MYSTIC RIVER directed by Clint Eastwood, written by Brian Helgeland from Dennis Lehane's novel, produced by Eastwood, Judie Hoyt and Robert Lorenz, with Sean Penn, Kevin Bacon, Tim Robbins, Marcia Gay Harden and Laura Linney. 137 minutes. A Malpaso production. A Warner Brothers release. Opens Wednesday (October 8). For venues and times, see First-Run Movies, page 109. Rating: NNNNN Rating: NNNNN
Clint Eastwood's Mystic River was the best movie I saw in Cannes this year. That may be a backhanded compliment, given the quality of this year's Cannes selection, but seeing it again last week, it still looks awfully good. This adaptation of Dennis Lehane's best-selling novel by Oscar-winning screenwriter Brian Helgeland (L.A. Confidential) is a big, brooding chunk of murder mystery packed with angst-laden star performances.
Jimmy, Dave and Sean were boyhood friends. Thirty years later, Jimmy (Sean Penn) owns a corner store but has some unstated interests of an illegal nature, Dave (Tim Robbins) remains haunted by his abduction in childhood, and Sean (Kevin Bacon) is a cop worrying over his wife, who left him without explanation.
When Jimmy's daughter is murdered, Sean comes back to the old neighbourhood, and Dave's been acting awfully strange since he came home the night of the murder with blood all over him.
This is a story of people whose lives unravel quickly, but it plays out slowly, and a lot more weight is given to the acting than is usual in Eastwood's films.

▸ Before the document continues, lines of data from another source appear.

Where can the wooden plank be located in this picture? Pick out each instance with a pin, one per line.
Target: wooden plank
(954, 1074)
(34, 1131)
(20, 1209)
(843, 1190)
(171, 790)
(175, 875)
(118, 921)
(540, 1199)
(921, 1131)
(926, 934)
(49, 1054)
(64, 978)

Penn, Robbins and Bacon have never worked with Eastwood before, and, though all are in their 40s, in an Eastwood film that's practically a youth movement. They're also fairly Methody actors, as is Marcia Gay Harden, who plays Dave's wife.
This is a departure for Eastwood, who likes low-maintenance performers like Morgan Freeman and Gene Hackman, who don't need - or care for - a lot of direction.
Whether Eastwood's suddenly started developing delusions that he's Elia Kazan or he's just hiring actors and letting them rip, Penn, Robbins and Bacon are all in top form here, with striking support from Harden, Laura Linney and Laurence Fishburne.
Linney and Fishburne are almost too big for their parts as Jimmy's wife Annabeth and Sean's partner Whitey, though I suspect the size of their roles may have suffered slightly in order to keep the movie a reasonable length. They do have a great moment together, when Fishburne is in her house and Annabeth gives him a look, and you're not sure if she simply doesn't like a cop in her house or if this isn't a South Boston Irish racist response to having a black man in her living room.
In an era when most Hollywood movies are terrified of not being fast enough for audiences raised on rock video, Mystic River is refreshingly slow. It takes the time to establish and explore the complex relationships between its characters. It makes sure we understand that these are people and situations with weight and consequences. One of the year's best, and Eastwood's best since Unforgiven.
Am I the only person who finds it rather unfair that after weeks and weeks of tepid openings, we're getting new films from Clint Eastwood, Quentin Tarantino and the Coen brothers all in the same month?